Attribution determines which campaigns look like they are working, which in turn determines budget allocation. An operator using last-click attribution will typically under-invest in upper-funnel channels (YouTube, Display, paid social) because those channels rarely receive last-click credit. When those channels are paused for appearing “inefficient,” branded Search volume often declines eight to twelve weeks later — an effect the attribution model was not equipped to predict.
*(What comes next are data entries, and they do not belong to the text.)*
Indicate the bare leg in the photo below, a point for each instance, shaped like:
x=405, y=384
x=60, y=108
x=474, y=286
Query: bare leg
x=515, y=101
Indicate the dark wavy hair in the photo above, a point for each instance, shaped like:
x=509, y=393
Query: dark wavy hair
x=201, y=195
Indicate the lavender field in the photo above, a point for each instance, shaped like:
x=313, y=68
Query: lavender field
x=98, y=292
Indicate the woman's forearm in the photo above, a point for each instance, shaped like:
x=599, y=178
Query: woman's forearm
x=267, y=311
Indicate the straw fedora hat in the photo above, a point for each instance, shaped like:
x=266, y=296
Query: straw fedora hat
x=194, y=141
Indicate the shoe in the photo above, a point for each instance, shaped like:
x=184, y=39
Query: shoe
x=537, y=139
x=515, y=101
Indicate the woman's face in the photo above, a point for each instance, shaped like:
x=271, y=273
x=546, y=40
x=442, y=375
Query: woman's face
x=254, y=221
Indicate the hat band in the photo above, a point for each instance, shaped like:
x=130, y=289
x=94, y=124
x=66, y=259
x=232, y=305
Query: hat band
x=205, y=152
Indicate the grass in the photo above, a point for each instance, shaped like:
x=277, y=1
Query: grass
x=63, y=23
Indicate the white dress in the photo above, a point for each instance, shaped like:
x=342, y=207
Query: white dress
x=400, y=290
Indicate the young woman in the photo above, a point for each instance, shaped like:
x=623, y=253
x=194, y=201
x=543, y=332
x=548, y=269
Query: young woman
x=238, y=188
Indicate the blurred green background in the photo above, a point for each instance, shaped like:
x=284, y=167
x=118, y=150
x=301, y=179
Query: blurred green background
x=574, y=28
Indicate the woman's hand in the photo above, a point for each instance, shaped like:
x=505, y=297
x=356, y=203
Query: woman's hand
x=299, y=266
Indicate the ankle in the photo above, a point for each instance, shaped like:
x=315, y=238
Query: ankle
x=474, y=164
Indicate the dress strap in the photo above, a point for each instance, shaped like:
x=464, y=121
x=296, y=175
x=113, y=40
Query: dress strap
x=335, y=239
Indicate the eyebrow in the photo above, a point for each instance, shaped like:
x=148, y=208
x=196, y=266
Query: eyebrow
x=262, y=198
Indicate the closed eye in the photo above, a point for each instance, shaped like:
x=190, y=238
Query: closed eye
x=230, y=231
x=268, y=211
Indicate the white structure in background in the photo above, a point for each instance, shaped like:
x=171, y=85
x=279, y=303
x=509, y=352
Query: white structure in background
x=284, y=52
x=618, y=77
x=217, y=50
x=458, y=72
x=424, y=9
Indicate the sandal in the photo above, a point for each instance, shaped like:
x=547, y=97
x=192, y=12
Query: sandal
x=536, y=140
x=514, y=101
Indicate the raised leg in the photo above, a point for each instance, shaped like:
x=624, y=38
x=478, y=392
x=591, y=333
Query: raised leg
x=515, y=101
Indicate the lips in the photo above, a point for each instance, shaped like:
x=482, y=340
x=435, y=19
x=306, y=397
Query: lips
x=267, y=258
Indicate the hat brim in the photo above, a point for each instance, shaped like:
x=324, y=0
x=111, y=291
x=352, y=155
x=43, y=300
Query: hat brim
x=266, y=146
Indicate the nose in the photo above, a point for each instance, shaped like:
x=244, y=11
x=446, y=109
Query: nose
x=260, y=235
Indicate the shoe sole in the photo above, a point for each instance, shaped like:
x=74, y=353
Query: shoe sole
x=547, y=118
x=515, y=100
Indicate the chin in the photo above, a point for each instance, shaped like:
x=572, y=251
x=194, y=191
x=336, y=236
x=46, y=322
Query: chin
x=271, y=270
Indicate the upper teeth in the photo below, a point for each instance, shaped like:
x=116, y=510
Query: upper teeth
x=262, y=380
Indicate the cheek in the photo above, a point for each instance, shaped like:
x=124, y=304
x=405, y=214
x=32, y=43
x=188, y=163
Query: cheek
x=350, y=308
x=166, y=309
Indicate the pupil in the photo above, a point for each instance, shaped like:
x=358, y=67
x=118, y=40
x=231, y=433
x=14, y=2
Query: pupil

Which attribution model should I use?

For accounts with 3,000 or more monthly conversions, data-driven attribution is usually the most accurate and should be the default. For smaller accounts, time-decay attribution (exponentially weighting touchpoints closer to conversion) is the best rule-based alternative. Accounts still using last-click are typically under-crediting upper-funnel activity by 20–40% and over-crediting branded Search and retargeting by an equivalent amount.

What is the difference between attribution and incrementality?

Attribution assigns credit to touchpoints under assumed causal rules. Incrementality isolates actual causal effect by comparing audiences exposed to a channel against comparable audiences who were not. Incrementality is the more rigorous test but is expensive, slow, and requires hold-out populations. Attribution is the daily working tool; incrementality tests are the occasional validation of whether the attribution picture matches reality.

Why did my conversions change when I changed attribution models?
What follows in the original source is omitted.